Basic pneumatic press compressive strength question

Hey guys,

So I'm helping the lady expand her soap making hobby. She currently uses a 1.5" cylinder press at 150 psi. So that means her press exerts a force of ~ 240 lbs.

Her press is attached to a 5 in^2 square block. So I believe that her square block exerts a compressive stress of.....

P = F/A = (240 lbs) / (5 in^2) = 48 psi. Correct?

Well, now I want to increase it from 1 soap, to say 40 soaps.......Well, with a multiple soap design I need space in-between the soap forms for wall thickness, etc. So say I need 8 in^2 for each soap. Okay, then for 40 soaps I need 8*40 = 320 in^2. Therefore, the force I need is F = P * A = (48 psi) * (320 in^2) = 15,360 lbs!!!!!

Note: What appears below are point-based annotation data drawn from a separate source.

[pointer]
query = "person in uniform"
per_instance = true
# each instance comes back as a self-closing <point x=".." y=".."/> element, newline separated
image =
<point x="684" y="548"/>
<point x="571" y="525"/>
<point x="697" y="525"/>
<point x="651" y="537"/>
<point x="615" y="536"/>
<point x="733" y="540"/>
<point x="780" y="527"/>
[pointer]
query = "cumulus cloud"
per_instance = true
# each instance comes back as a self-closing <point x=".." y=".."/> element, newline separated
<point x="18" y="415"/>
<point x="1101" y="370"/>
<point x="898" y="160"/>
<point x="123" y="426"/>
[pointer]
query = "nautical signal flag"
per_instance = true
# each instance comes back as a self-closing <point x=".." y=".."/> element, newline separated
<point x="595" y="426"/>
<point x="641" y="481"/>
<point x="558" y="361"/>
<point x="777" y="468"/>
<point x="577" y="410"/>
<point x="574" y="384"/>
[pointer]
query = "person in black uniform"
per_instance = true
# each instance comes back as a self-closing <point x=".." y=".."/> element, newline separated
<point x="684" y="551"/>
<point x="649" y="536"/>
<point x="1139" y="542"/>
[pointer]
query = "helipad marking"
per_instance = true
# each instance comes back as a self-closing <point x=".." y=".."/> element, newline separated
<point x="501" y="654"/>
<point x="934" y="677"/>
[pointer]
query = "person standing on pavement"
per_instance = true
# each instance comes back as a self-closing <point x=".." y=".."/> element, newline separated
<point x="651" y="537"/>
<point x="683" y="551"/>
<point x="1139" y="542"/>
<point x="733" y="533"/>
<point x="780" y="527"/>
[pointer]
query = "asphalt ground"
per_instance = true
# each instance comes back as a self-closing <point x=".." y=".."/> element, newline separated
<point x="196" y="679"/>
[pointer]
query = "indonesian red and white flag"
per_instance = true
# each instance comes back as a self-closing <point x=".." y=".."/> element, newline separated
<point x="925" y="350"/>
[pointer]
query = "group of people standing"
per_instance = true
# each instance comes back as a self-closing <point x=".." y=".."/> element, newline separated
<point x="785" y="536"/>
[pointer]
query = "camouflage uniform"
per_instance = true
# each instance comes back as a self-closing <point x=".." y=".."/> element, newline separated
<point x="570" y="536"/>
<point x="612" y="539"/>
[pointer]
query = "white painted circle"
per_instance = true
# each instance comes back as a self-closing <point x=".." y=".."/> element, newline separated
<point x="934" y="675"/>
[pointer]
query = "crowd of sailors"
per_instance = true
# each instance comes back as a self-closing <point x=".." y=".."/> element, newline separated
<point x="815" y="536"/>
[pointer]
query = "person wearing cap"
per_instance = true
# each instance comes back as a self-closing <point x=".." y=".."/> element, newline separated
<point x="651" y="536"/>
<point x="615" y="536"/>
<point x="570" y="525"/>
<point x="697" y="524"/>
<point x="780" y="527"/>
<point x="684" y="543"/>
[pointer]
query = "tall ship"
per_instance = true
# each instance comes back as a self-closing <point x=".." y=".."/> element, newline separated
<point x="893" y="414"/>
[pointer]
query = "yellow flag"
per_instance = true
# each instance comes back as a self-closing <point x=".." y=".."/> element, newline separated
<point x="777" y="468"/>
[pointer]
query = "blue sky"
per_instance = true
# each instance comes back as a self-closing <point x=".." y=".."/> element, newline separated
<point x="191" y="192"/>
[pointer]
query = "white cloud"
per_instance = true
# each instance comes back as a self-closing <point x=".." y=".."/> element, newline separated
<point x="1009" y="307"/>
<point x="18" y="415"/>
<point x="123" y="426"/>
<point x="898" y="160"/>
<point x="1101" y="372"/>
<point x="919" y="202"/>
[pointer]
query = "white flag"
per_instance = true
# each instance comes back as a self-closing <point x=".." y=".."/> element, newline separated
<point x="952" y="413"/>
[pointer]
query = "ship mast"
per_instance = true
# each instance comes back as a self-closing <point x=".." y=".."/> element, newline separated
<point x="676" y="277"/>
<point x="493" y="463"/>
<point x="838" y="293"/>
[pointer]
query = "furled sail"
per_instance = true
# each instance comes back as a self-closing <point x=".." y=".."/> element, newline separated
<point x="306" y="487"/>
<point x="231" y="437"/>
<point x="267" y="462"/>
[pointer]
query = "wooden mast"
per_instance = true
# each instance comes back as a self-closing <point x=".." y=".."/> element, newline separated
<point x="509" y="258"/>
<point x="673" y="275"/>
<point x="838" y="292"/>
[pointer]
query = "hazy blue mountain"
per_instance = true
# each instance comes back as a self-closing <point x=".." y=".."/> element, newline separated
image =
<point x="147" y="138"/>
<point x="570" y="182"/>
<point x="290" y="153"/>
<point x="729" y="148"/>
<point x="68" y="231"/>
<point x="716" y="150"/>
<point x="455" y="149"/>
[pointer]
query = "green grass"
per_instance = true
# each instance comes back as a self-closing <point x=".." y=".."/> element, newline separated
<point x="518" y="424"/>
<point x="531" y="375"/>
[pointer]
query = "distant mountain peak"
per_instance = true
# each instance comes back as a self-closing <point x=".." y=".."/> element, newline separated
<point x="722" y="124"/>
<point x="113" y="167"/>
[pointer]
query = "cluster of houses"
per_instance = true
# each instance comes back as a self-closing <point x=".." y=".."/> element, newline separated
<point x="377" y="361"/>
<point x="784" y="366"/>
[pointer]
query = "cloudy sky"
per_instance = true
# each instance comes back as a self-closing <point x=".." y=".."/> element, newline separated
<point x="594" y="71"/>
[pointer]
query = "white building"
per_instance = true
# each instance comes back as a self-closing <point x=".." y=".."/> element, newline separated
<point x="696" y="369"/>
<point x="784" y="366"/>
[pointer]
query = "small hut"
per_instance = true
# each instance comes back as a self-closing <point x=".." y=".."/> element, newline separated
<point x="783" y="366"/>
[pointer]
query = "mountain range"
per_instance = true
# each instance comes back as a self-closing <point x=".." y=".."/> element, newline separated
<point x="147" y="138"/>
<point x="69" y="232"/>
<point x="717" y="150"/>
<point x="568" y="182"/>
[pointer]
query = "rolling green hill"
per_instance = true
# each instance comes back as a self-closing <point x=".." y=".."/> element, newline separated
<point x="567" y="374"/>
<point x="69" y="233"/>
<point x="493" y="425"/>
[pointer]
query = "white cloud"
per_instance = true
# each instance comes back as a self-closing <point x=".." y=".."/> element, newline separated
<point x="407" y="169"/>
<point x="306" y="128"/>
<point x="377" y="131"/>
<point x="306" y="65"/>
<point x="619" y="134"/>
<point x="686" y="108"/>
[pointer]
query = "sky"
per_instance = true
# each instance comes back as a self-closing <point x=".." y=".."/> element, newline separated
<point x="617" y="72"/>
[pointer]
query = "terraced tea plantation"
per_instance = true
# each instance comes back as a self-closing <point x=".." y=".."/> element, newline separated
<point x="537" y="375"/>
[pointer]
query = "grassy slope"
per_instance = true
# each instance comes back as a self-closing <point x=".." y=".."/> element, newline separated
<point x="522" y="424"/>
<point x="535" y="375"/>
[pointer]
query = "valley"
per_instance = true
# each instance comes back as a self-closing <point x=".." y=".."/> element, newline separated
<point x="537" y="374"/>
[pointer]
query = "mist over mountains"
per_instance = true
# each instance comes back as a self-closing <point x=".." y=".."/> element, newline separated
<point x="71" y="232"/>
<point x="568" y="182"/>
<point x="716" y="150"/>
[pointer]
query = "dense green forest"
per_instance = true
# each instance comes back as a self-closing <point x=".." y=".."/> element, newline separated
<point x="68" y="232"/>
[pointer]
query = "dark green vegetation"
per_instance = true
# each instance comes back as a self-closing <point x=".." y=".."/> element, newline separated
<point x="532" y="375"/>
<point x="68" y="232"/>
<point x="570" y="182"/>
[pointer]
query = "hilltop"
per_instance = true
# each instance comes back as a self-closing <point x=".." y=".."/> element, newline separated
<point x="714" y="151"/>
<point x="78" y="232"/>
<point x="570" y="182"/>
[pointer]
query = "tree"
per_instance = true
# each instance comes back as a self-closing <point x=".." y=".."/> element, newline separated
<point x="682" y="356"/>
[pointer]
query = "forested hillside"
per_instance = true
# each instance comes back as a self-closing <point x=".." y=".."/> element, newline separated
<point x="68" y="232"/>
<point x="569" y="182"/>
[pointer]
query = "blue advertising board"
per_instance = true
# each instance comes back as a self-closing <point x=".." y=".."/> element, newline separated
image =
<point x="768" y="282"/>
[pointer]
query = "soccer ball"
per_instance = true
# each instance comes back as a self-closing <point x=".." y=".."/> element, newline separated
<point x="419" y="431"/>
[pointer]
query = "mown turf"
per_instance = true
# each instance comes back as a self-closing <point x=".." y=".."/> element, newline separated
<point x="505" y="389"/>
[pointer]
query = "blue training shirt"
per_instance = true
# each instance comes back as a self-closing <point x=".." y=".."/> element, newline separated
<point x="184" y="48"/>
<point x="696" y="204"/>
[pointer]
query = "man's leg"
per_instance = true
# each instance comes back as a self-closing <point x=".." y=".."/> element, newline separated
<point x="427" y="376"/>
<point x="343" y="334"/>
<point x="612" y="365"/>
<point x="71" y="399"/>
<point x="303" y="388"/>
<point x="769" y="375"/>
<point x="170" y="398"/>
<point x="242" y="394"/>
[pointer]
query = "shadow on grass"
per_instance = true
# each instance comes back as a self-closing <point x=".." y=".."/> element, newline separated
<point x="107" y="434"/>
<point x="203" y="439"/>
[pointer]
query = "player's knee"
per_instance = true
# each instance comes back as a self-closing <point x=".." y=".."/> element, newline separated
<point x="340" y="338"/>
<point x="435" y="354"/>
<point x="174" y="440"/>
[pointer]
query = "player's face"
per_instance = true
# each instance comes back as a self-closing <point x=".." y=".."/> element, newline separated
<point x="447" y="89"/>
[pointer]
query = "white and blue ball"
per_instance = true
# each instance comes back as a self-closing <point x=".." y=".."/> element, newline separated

This confuses me. 320 in^2 is just a 18" by 18" square. Not very big. 50 psi also is not a lot. But if I'm understanding correctly to put a relatively low pressure (50 psi) across a relatively small area (18" x 18") I need to create basically 8 tons of force???

Am I following this correctly? Is 50 psi actually a pretty substantial compressive stress?

Thank you in advance for any help and guidance. I would like to design this press, but I didn't imagine I'd be making a 10 ton press. lol.